The marquis, to steady his teetering head, rested his chin on his hands, which were clasped over the top of his walking-stick. Occasionally his eyes roved to the portrait of his wife, and a melancholy, unreadable smile broke the severe line of his lips.
“A beautiful woman,” he mused aloud, “though she did not inspire me with love. Beauty: that is the true religion, that is the shrine of worship, as the Greeks understood it; beauty of woman. Woman was born to express beauty, man to express strength. We detest weakness in a man, and a homely woman is a crime. And so De Brissac passed violently? And his oaths of vengeance were breaths on a mirror. Ah well, I had ceased to hate him these twenty years. Did he love yonder woman, or was his fancy like mine, ephemeral? And he married Mademoiselle de Montbazon? That is droll, a kind of tentative vengeance.”
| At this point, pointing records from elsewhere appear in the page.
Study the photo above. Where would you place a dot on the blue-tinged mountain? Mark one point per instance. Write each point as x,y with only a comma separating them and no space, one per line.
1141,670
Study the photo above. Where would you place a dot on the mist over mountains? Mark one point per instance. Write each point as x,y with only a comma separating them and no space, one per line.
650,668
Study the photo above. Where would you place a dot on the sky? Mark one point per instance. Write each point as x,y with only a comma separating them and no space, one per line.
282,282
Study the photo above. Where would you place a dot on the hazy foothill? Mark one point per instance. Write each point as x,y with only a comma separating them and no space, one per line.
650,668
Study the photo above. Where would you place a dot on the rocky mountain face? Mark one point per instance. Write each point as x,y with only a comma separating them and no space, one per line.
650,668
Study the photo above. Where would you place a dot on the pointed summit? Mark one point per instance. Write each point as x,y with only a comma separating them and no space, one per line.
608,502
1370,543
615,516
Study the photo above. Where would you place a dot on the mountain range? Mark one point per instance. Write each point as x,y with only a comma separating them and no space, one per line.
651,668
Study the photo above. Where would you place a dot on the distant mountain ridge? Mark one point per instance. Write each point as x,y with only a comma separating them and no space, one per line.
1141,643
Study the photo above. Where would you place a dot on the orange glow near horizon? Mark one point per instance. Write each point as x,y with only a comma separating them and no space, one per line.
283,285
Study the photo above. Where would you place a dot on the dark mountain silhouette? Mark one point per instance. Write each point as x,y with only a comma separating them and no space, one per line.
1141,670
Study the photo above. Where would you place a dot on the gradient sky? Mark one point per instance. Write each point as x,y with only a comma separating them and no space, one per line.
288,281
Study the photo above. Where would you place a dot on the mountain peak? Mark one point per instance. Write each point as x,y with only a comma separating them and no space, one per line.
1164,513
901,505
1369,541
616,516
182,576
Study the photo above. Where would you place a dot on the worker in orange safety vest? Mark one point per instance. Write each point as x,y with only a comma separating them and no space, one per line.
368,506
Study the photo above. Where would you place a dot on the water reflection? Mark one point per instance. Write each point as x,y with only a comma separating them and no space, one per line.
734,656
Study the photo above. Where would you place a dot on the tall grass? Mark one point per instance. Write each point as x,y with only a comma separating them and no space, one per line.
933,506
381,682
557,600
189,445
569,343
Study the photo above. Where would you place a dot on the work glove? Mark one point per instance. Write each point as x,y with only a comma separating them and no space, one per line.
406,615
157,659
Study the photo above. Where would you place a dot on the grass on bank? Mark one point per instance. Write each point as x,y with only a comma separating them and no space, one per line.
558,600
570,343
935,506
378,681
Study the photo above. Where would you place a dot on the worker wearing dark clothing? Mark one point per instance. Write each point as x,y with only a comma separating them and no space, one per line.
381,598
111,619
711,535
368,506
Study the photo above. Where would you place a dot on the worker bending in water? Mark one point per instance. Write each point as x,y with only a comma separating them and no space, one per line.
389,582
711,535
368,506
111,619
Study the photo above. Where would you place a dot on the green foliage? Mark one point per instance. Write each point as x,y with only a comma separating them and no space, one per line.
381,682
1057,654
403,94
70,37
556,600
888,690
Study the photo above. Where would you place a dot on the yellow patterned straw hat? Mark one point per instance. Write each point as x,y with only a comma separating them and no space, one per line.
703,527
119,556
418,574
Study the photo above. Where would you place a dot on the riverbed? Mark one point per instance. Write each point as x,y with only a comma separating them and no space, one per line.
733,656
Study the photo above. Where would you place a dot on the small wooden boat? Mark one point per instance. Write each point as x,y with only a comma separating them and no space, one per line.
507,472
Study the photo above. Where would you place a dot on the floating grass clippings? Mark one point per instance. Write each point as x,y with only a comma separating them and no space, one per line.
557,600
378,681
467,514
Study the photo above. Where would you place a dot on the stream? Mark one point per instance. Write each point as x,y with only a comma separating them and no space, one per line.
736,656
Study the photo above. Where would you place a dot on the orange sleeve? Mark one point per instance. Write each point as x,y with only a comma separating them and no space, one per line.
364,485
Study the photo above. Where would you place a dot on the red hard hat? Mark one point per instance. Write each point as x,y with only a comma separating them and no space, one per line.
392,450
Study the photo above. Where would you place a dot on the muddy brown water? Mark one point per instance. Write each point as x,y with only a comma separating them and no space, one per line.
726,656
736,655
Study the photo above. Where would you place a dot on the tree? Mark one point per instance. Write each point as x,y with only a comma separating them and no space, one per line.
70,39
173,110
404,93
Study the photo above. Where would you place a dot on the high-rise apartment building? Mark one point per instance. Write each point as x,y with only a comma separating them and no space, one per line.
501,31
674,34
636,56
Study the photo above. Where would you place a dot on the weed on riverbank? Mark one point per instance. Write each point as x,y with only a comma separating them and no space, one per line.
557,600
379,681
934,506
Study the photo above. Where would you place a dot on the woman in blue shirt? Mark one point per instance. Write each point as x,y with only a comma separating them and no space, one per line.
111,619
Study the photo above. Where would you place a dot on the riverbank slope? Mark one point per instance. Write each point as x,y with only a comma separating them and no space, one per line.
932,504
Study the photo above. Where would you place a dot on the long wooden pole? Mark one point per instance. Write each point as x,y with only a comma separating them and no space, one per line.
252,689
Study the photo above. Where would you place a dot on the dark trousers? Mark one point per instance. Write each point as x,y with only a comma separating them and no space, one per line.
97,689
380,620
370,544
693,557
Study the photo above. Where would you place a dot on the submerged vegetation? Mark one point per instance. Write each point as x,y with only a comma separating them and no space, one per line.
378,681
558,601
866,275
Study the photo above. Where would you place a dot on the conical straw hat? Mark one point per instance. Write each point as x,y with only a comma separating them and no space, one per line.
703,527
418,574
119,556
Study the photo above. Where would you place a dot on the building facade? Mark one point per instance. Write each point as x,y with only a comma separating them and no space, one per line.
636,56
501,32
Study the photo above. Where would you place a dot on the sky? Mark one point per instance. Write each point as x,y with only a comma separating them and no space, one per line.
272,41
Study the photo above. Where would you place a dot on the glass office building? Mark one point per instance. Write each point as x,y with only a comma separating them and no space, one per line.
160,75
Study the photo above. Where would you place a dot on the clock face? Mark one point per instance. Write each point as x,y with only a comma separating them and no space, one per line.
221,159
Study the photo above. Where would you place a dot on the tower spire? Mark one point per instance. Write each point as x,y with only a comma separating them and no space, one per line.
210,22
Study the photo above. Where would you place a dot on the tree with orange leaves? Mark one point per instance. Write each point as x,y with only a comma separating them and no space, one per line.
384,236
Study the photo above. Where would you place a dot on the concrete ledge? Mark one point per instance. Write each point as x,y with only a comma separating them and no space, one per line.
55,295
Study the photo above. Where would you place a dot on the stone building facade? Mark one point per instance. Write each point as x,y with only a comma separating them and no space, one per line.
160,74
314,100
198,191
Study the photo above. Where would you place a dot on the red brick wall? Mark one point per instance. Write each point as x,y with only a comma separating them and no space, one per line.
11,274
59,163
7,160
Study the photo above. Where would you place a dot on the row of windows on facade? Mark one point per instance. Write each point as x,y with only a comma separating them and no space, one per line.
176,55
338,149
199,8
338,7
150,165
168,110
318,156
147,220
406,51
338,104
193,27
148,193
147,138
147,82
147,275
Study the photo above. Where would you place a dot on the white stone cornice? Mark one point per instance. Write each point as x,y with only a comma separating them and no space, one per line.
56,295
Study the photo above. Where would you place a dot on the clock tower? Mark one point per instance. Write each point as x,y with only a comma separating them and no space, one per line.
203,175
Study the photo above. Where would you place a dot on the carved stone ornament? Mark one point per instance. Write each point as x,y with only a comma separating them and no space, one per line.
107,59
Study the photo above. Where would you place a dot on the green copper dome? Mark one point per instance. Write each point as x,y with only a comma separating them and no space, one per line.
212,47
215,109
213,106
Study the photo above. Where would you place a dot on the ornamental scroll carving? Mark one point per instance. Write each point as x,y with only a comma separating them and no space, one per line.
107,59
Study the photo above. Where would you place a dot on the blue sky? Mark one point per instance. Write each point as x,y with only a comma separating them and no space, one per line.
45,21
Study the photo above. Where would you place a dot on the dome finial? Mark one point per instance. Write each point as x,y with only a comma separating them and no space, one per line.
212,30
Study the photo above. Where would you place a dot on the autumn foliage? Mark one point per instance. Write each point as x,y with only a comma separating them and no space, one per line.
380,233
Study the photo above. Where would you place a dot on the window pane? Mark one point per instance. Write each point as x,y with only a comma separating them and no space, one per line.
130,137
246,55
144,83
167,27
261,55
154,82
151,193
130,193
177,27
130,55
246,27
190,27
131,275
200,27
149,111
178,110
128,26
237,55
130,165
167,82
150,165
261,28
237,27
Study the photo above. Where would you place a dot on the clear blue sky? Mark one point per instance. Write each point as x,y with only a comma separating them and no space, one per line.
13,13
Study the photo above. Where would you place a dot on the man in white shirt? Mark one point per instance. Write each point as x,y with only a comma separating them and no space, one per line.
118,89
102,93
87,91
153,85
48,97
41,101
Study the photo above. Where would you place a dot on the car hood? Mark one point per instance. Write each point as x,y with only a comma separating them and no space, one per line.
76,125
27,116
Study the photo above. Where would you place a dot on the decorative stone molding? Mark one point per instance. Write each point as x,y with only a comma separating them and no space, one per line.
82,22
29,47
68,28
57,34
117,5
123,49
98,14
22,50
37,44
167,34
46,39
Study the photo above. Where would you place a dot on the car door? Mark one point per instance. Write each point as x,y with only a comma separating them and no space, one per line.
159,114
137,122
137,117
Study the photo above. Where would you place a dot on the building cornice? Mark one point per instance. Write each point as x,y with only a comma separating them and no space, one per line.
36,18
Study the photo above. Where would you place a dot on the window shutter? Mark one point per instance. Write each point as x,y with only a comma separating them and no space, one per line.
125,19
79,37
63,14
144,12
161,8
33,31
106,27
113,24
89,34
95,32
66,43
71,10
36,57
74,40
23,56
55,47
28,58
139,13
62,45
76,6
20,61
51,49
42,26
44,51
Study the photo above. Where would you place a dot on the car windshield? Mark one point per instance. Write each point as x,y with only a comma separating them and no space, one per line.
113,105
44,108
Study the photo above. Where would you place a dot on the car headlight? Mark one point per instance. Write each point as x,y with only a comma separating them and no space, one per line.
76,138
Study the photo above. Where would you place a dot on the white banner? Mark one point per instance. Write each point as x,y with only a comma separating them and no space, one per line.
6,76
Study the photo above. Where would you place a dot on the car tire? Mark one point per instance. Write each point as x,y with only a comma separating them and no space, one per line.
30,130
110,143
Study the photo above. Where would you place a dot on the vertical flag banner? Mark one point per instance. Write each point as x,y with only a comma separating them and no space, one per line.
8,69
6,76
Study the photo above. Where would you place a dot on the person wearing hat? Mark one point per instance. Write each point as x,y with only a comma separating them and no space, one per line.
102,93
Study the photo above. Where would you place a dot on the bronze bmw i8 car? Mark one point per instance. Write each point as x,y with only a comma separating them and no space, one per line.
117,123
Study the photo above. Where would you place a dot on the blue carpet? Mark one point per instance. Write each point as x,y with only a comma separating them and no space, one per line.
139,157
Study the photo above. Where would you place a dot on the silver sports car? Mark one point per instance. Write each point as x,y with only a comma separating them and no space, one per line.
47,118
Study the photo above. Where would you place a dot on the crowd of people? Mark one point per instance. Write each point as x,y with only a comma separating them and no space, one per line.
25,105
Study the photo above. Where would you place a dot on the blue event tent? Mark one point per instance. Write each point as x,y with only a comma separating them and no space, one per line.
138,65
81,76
His eyes closed and he fell into a dreaming state. Like all men who have known eventful but useless lives, the marquis lived in the past. The future held for him nothing cut pain and death, and his thought seldom went forth to meet it. Day after day he sat alone with his souvenirs, unmindful of the progress about him, indifferent.
When the valet returned with the wine and the livres, he placed three chairs within easy distance of the marquis, and waited to learn what further orders his master had in mind.